2. Preferred stock rights
- Liquidation preference: Usually 1x non-participating. Investor gets their money back before common shareholders, then converts to common.
- Participation: “Participating” means investor gets their preference and shares pro-rata in remaining proceeds — founder-unfriendly.
- Anti-dilution: Broad-based weighted average is standard; full ratchet is founder-hostile.
- Dividends: Usually non-cumulative; mostly symbolic at early stages.
3. Governance and control
- Board of Directors: Classic Series A: 2 founders, 2 investors, 1 independent.
- Protective provisions: Preferred-class veto rights on major actions (sale, new securities, option pool expansion, etc.).
- Voting rights: Usually one vote per share on an as-converted basis.
4. Investor rights
- Pro-rata right: Right to participate in future rounds to maintain ownership.
- Right of first refusal (ROFR): Company or investors have first right to buy shares founders want to sell.
- Co-sale / tag-along: Investors can participate alongside founder share sales.
- Drag-along: Majority can force minority to join a sale.
- Information rights: Financials and reporting cadence.

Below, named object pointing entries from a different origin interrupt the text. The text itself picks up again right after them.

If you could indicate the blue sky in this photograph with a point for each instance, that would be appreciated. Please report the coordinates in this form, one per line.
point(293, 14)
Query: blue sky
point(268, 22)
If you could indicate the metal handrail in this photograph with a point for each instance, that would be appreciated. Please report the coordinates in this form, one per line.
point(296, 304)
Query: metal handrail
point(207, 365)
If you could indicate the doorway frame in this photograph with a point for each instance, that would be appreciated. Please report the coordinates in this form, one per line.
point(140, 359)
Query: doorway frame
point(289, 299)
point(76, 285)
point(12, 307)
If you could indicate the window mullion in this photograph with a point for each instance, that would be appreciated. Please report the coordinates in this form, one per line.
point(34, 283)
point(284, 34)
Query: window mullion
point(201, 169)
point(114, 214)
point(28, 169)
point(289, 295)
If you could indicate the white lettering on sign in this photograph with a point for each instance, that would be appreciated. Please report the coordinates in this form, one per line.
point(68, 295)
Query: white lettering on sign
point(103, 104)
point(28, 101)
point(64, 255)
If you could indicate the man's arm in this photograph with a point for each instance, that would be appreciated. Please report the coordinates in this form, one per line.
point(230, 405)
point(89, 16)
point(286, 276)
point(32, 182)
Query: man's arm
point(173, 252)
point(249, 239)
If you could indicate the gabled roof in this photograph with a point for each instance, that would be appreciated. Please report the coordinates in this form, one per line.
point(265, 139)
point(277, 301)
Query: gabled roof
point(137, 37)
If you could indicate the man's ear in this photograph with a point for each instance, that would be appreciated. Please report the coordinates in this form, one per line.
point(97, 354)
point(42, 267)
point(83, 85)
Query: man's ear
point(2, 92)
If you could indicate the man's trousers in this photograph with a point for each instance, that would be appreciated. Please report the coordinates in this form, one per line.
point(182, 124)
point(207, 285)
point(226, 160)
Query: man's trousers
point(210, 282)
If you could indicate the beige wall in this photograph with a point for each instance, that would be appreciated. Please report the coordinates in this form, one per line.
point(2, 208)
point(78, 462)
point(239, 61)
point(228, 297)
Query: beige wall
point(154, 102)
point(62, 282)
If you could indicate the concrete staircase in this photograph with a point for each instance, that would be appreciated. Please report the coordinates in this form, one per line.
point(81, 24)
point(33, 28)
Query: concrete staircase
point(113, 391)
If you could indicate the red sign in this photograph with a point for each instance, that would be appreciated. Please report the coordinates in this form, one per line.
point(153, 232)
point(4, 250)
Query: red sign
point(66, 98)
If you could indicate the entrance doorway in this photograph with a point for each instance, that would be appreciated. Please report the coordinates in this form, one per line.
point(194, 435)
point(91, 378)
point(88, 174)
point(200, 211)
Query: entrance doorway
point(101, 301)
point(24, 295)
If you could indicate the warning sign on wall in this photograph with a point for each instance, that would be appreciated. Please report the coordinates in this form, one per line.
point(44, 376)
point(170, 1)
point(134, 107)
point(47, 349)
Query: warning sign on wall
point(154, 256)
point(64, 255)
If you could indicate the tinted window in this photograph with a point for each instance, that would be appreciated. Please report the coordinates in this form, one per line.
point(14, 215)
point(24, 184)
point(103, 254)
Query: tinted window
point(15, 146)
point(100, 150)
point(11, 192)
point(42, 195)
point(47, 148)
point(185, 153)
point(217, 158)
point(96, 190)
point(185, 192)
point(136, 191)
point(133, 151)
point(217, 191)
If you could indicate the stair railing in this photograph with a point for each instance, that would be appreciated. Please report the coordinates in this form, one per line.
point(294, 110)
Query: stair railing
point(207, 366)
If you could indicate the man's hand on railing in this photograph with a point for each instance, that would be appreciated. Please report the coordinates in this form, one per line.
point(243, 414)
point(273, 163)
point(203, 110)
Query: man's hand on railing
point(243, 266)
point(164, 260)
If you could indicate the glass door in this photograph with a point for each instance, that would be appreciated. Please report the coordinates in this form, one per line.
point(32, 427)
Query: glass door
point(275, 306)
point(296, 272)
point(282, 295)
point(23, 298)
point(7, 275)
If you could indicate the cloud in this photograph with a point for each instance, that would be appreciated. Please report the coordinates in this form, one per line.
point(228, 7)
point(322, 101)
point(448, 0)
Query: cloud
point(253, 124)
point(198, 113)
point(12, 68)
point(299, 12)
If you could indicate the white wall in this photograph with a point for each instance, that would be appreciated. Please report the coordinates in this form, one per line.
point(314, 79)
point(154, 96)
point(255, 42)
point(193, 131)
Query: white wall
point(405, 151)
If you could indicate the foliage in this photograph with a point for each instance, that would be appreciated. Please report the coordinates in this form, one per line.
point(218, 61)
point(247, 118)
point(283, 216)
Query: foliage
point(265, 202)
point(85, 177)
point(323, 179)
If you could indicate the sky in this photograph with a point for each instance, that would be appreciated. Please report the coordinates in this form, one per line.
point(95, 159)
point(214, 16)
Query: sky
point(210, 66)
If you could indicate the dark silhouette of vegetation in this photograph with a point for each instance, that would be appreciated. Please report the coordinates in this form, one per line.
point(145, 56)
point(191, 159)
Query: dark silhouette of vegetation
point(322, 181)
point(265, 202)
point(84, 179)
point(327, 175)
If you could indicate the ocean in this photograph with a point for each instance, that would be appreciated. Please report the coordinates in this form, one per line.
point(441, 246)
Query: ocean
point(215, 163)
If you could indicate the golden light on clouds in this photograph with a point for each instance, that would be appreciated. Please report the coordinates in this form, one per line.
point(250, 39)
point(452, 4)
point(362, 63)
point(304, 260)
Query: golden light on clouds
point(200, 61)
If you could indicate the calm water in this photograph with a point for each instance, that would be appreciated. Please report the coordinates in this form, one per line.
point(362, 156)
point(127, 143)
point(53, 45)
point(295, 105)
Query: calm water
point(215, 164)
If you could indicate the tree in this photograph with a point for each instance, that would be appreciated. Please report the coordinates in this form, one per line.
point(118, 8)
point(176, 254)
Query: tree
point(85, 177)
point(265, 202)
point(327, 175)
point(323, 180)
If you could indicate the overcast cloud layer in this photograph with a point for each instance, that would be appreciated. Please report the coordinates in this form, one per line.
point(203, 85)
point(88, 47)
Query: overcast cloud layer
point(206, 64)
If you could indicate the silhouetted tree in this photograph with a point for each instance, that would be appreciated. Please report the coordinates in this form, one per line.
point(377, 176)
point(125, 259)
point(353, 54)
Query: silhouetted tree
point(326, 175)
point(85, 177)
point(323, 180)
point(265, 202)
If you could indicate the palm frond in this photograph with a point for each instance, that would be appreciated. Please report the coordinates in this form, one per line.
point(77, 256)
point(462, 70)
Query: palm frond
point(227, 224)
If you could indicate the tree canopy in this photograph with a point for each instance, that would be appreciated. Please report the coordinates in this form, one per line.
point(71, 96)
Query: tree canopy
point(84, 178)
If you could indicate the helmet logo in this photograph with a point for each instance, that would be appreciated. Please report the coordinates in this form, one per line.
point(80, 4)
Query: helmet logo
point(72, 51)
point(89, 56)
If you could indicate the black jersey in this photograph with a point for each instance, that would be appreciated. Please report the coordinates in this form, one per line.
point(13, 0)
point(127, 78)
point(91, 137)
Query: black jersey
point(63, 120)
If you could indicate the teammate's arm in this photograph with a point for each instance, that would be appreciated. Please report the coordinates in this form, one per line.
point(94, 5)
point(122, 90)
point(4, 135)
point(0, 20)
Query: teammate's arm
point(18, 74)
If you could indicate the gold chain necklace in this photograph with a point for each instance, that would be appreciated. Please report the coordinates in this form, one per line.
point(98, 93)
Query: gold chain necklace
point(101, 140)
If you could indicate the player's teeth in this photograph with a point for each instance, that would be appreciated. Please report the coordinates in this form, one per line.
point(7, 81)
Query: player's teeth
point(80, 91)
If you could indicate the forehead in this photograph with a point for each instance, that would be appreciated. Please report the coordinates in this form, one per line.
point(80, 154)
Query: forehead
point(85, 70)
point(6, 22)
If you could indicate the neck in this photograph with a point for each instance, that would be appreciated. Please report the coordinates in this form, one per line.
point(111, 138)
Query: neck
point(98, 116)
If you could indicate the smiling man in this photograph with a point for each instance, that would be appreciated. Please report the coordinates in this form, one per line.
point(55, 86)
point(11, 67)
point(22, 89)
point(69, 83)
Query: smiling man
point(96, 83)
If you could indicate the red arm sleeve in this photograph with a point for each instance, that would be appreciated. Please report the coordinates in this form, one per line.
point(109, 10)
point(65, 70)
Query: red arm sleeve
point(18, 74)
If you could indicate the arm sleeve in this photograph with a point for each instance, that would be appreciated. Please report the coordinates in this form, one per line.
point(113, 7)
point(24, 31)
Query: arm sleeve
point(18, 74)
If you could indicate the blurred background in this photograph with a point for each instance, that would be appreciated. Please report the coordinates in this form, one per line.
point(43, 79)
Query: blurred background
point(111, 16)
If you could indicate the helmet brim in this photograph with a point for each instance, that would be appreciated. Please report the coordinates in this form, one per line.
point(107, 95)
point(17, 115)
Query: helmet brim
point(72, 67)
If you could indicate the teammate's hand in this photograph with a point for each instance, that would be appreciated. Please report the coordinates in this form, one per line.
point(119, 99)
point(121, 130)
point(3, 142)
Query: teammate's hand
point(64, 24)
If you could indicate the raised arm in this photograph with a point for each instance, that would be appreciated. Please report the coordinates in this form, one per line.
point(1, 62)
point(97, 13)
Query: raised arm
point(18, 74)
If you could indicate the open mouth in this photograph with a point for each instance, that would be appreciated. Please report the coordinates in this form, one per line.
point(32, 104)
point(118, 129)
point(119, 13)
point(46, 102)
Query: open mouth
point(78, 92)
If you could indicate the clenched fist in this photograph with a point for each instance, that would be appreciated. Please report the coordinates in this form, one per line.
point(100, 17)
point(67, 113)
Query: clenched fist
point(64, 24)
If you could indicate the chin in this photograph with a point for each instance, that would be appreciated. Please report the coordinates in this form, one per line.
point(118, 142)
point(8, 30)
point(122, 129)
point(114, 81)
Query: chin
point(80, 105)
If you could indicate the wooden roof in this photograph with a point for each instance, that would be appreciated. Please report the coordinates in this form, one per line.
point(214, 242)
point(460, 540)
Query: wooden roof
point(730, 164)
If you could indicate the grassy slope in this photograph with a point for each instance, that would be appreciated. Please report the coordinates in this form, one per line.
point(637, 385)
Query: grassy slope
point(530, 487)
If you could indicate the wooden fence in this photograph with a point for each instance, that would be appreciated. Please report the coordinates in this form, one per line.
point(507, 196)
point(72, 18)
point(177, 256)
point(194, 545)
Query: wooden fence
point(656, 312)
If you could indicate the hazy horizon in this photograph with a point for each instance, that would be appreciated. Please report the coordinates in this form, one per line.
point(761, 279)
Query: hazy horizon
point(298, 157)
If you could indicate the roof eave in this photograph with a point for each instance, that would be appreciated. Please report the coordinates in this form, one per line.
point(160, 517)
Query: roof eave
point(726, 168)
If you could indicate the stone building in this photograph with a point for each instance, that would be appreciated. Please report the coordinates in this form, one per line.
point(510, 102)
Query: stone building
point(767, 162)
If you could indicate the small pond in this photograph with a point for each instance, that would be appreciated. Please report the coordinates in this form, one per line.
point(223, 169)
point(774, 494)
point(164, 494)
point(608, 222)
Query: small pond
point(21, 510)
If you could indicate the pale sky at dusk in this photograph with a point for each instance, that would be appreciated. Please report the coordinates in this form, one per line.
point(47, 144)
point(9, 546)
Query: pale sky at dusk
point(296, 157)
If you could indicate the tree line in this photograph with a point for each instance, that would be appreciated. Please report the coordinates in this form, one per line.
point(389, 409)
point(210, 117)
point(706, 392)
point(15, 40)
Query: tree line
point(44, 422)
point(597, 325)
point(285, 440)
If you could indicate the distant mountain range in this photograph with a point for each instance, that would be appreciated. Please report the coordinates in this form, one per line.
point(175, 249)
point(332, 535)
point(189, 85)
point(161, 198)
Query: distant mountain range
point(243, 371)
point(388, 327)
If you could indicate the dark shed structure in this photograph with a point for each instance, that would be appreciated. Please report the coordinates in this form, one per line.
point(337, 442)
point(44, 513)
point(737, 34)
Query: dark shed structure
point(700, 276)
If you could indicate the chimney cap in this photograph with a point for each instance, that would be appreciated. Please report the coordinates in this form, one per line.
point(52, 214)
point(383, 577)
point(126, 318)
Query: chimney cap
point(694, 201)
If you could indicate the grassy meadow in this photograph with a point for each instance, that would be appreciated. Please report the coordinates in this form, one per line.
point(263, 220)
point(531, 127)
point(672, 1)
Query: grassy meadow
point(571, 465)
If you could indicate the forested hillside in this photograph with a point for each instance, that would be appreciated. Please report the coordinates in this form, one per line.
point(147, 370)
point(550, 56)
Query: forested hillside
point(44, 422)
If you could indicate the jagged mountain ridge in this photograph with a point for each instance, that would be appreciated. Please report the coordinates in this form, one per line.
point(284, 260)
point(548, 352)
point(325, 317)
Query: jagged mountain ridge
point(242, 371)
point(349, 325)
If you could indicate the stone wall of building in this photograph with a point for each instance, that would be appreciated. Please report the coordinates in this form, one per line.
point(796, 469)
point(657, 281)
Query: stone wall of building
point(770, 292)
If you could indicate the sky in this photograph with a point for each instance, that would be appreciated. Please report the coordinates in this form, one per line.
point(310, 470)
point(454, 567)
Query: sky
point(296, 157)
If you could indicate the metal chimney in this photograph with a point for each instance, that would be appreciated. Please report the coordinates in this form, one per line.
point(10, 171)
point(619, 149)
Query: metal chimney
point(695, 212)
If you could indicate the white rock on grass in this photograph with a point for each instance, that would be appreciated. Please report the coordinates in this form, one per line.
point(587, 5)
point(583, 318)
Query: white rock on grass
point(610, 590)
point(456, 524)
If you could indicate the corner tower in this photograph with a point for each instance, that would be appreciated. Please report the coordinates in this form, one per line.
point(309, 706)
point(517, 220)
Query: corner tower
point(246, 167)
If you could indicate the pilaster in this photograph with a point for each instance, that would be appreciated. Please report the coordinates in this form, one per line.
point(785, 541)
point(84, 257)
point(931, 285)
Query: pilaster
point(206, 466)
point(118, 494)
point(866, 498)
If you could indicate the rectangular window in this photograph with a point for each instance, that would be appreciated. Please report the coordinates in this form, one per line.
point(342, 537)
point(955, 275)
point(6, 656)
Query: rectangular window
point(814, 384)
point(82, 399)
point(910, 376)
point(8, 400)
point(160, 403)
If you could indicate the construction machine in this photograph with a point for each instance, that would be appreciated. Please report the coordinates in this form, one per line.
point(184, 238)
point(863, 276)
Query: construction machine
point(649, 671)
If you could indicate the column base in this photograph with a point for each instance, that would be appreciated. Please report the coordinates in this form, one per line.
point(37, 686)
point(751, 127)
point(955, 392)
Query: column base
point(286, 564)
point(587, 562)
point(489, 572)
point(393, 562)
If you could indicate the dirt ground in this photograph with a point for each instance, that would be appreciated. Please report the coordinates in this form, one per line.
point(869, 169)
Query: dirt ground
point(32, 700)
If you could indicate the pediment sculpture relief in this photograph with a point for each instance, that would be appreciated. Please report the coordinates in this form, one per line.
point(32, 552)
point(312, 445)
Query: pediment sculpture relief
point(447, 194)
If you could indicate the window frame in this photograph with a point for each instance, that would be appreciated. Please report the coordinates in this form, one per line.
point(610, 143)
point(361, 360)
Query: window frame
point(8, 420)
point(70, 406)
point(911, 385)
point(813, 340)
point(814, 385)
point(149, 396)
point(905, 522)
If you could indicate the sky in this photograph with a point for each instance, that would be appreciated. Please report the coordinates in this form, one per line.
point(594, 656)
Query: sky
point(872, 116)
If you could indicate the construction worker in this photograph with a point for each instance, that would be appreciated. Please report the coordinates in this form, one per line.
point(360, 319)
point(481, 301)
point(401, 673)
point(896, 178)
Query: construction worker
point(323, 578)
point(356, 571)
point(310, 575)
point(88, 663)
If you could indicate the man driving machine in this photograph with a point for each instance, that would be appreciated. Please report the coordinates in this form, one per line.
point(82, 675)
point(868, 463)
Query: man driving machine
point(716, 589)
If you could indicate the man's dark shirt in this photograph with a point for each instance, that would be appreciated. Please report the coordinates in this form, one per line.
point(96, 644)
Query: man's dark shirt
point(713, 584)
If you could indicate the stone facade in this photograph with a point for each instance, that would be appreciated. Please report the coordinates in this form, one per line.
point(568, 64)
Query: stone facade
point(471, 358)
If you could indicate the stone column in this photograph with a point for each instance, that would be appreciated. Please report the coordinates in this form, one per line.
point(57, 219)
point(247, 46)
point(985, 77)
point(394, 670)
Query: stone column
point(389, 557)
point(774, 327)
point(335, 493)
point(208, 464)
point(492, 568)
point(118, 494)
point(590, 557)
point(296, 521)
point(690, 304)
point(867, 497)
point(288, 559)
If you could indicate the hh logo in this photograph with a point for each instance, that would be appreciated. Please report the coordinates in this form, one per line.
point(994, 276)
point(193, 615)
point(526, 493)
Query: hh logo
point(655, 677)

- Registration rights: IPO-related rights.
5. Founder terms
- Vesting: Standard is 4 years with a 1-year cliff.
- Acceleration: Single-trigger vs double-trigger on acquisition.
- Non-compete / non-solicit: Often included.
- IP assignment: Must be clean.
6. Closing conditions
- Exclusivity (“no-shop”): Usually 30–60 days; this clause is usually binding.
- Confidentiality: Always binding.
- Expense reimbursement: Company typically pays investor legal fees up to a cap.
Terms to negotiate first (if you only have leverage for 3)
- Valuation + option pool sizing — they’re inseparable.
- Liquidation preference structure — 1x non-participating is the norm for a reason.
- Board composition + protective provisions — you can lose control faster than you think.
Practical takeaway
- Founders: Hire an experienced startup lawyer. Do not negotiate alone.
- Angels and first-time investors: If you’re inheriting a term sheet from a lead, read it carefully — your rights may differ from the lead’s.
- Operators: Build a mental model of each term’s mechanical effect at exit before signing.